Former Alabama Attorney General Bill Baxley, former Chief Justices Sonny Hornsby and Drayton Nabers, and several former judges and prosecutors have submitted briefs supporting a new trial for Toforest Johnson who was convicted of the 1995 murder of a deputy sheriff.
Baxley said he read about the case at the urging of his son — even though he said is usually skeptical of such innocence claims — and was astonished at what he found.
“My conclusion, beyond all shadow of doubt, is that this evidence should not have gone to a jury. It’s not sufficient to uphold conviction. My further conclusion is that the guy is not guilty. The guy is innocent,” Baxley said in a telephone interview with The Associated Press.

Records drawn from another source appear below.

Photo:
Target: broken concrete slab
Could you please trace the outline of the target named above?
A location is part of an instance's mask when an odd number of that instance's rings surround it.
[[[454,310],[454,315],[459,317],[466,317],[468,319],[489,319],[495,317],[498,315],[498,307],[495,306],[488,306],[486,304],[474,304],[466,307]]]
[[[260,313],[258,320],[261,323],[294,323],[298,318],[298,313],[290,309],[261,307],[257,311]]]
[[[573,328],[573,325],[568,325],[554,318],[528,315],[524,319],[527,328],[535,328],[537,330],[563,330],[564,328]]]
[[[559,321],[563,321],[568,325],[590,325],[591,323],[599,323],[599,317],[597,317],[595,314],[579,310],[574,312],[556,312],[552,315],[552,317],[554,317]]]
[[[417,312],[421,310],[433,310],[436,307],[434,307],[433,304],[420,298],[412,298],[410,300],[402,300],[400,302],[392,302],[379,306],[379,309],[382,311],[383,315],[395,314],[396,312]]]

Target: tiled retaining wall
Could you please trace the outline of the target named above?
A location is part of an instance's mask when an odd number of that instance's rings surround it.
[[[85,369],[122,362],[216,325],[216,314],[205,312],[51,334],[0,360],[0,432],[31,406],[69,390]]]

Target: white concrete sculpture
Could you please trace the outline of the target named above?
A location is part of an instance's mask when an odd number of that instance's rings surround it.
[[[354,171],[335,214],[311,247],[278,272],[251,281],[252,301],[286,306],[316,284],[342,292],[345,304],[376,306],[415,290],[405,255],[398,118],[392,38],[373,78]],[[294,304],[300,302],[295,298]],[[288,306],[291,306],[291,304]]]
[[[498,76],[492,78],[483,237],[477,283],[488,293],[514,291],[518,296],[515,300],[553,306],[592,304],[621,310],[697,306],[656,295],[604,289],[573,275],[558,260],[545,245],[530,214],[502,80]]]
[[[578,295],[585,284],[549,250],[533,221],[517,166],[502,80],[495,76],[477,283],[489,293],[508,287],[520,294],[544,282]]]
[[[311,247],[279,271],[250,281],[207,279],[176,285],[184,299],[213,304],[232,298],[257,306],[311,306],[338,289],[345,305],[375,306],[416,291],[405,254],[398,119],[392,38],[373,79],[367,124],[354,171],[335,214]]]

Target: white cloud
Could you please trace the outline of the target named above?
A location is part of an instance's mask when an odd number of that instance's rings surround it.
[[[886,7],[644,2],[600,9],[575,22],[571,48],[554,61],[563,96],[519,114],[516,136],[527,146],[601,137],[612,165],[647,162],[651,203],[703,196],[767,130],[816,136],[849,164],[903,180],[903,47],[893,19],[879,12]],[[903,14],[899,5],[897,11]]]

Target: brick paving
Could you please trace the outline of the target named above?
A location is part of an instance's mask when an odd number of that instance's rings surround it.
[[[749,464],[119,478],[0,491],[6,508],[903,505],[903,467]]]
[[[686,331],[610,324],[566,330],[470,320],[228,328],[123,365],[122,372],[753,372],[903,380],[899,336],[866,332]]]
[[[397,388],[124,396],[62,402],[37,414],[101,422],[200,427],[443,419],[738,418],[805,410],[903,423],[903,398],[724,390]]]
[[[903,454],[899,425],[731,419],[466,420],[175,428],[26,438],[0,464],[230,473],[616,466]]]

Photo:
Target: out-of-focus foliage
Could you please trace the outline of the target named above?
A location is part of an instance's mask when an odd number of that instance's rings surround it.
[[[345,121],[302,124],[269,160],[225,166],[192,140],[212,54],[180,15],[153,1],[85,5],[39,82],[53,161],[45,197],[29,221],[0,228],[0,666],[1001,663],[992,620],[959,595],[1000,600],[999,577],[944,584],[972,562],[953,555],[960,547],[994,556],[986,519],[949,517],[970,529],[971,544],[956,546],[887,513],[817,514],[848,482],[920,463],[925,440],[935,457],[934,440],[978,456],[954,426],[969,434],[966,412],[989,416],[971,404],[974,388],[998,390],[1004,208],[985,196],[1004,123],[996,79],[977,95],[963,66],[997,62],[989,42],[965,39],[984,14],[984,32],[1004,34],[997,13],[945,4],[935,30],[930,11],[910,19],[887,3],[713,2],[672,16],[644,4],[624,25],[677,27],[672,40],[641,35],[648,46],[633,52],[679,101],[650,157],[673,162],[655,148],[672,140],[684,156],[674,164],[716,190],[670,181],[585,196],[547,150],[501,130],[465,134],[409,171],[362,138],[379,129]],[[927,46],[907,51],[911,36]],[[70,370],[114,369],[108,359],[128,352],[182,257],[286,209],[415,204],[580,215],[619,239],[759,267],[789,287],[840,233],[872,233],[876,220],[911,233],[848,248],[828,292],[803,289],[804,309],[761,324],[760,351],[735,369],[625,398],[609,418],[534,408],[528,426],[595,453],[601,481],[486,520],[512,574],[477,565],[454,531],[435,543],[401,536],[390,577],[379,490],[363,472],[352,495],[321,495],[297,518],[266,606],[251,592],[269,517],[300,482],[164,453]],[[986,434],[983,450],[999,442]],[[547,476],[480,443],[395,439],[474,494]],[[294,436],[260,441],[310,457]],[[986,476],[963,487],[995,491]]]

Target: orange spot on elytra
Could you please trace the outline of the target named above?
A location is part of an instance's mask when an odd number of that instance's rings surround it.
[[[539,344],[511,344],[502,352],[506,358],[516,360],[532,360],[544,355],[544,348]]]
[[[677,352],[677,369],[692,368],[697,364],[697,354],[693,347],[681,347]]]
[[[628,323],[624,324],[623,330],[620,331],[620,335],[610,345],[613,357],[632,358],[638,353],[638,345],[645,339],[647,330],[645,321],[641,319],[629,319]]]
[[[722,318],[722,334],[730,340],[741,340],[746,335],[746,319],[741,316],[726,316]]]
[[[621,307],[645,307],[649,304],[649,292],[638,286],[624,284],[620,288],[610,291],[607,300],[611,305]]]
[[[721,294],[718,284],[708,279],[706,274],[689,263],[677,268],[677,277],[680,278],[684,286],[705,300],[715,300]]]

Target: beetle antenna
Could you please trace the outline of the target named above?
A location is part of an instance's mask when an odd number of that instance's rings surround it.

Johnson, 48, was convicted and sentenced to death for the murder of Jefferson County Deputy Sheriff William Hardy. Hardy was shot twice in the head while working off-duty security at a hotel in 1995. Johnson has maintained his innocence and said he was at a nightclub at the time of the shooting.
The key prosecution witness at the trial testified that, while eavesdropping on a phone call, she heard a man she believed was Johnson admitting to the crime. She was paid $5,000 for her testimony but the defense was not informed of the payment.
The former court officials are supporting Jefferson County District Attorney Danny Carr’s urging for a new trial. Carr wrote last year that he took no position on Johnson’s innocence or guilt but said there are concerns about his trial. He wrote that those include a key witness being paid a reward, a fact not mentioned at trial, and alibi witnesses place Johnson in another part of town at the time of the shooting.
Carr, who was elected in 2018, was not the district attorney during Johnson’s trial.
Attorneys representing Nabers, former Alabama Supreme Court Justice Ralph Cook and others wrote in a separate brief that, “this is an extraordinary and rare situation in which the evidence of constitutional violations and Mr. Johnson’s innocence is genuinely overwhelming.
The Innocence Project also filed a brief urging a new trial.
“If ever a case bore the hallmarks of a wrongful conviction, Toforest Johnson’s is it,” lawyers with the nonprofit legal organization wrote.
It said: “Inconsistent prosecutorial theories, a prosecution that depends on a single ‘earwitness’ identification — and a compensated earwitness at that — and later-expressed prosecutorial doubt about the strength of the case. Toforest Johnson’s case checks all of these boxes.”
The briefs were filed with Jefferson County Circuit Judge Teresa T. Pulliam who last March denied Johnson’s request for a new trial on the grounds of withheld evidence. Pulliam found that Johnson’s attorneys had not established that the witness, Violet Ellison, was motivated by the financial reward or that prosecutors knew about it.
The Alabama attorney general’s office declined to comment on the briefs Wednesday.
The Alabama attorney general’s office wrote in a January court filing that Pulliam’s March decision is before the Court of Criminal Appeals so arguments on the latest new trial request must wait until that is settled.
Baxley, who was Alabama’s attorney general in much of the 1970s, helped lead the effort to bring capital punishment back to the state and said he remains a strong proponent of the death penalty.
“I believe in the death penalty. I can’t say that enough. But I have never known a person in the court system, or a law enforcement officer that would advocate or let an innocent person go to the electric chair or (be lethally injected)” Baxley said.